FOUND Offers a New Cincinnati Holiday Origin Story

The month-long downtown event celebrates how the Queen City was established and has evolved into the place we call home.
494

A month-long interactive holiday celebration called FOUND ramps up this weekend from The Banks to Findlay Market, featuring the region’s largest scavenger hunt and locally made art installations. Developed by 3CDC, AGAR, ArtWorks, the Carol Ann & Ralph V. Haile Foundation, and other partners, the event is designed to create holiday spirit while focusing on participants’ health and well-being with social distancing.

Seana Higgins (standing) and Dawn Perrin make window decorations for FOUND storefronts.

Photograph by Sam Ujvary

FOUND tells stories of the area’s first settlers on the spot they called Losantiville: the city opposite the mouth of the river. They first laid roots along the Ohio River in December 1788, seeking to lead, inspire, and evolve—building a settlement that never settles. “Winter is the season of the Queen City’s founders,” says AGAR Managing Partner Andrew Salzbrun, “a time to celebrate Cincinnati’s ongoing evolution and rediscover the city.”

Photograph by Sam Ujvary

The citywide scavenger hunt, Finding Losantiville, will offer challenges designed by a team of game creators—four clues per week for a total of 16 over the month. The first person to solve each week’s clues wins $250, and the first person to solve all 16 and find the key to Losantiville wins $4,000 ($2,000 to keep and $2,000 to donate to his/her charity of choice). New clues are revealed each Monday morning throughout the month.

“FOUND will shine a creative and artistic spotlight on a diverse group of communities and our neighborhood small businesses, many of them minority-owned,” says Eric H. Kearney, president of the Greater Cincinnati & Northern Kentucky African American Chamber of Commerce. The Founder’s Forest, a public art installation and “discovery walk,” showcases the individuality of Cincinnati’s 52 neighborhoods, each illuminated with its own uniquely decorated tree. Keep track using the maps on display throughout this walk of wonder and vote for your favorite.

Windows of Wonder installations pay homage to the striking holiday window displays of downtown staples like Shillito’s and Bromwell’s for the better part of the last century. Its 25 windowscapes bring together creative individuals, businesses, and arts associations, and they’ll all be featured on a digital walking map for convenience. Special events and offers will be available on the next three Saturdays, December 5, 12, and 19.

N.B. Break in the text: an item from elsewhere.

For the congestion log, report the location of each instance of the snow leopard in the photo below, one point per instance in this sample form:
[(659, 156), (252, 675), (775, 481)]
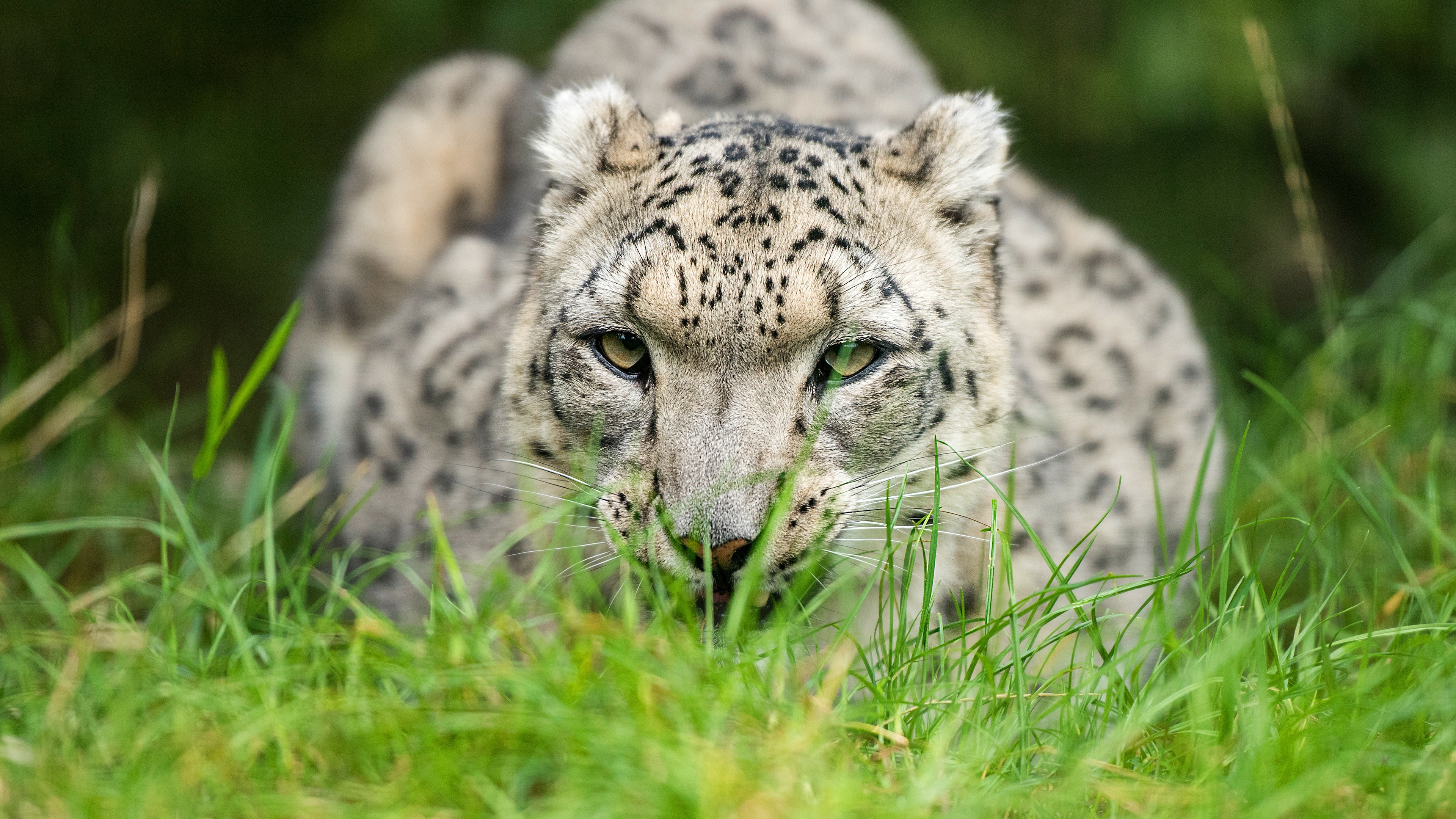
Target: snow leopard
[(749, 256)]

FOUND intentionally traverses through core business areas, which 3CDC’s Joe Rudemiller refers to as the “lifeblood of downtown.” “It’s great to see the resilience of the businesses,“ he says, regarding how the pandemic has impacted small family-owned shops and restaurants. Actively choosing these local businesses for holiday shopping and carryout or outdoor dining can provide much-needed relief and create some new holiday memories at the same time.

Rudemiller says organizers hope to make FOUND a new annual December tradition in Cincinnati. For more details on events or to submit your own event, visit FOUNDCincinnati.com.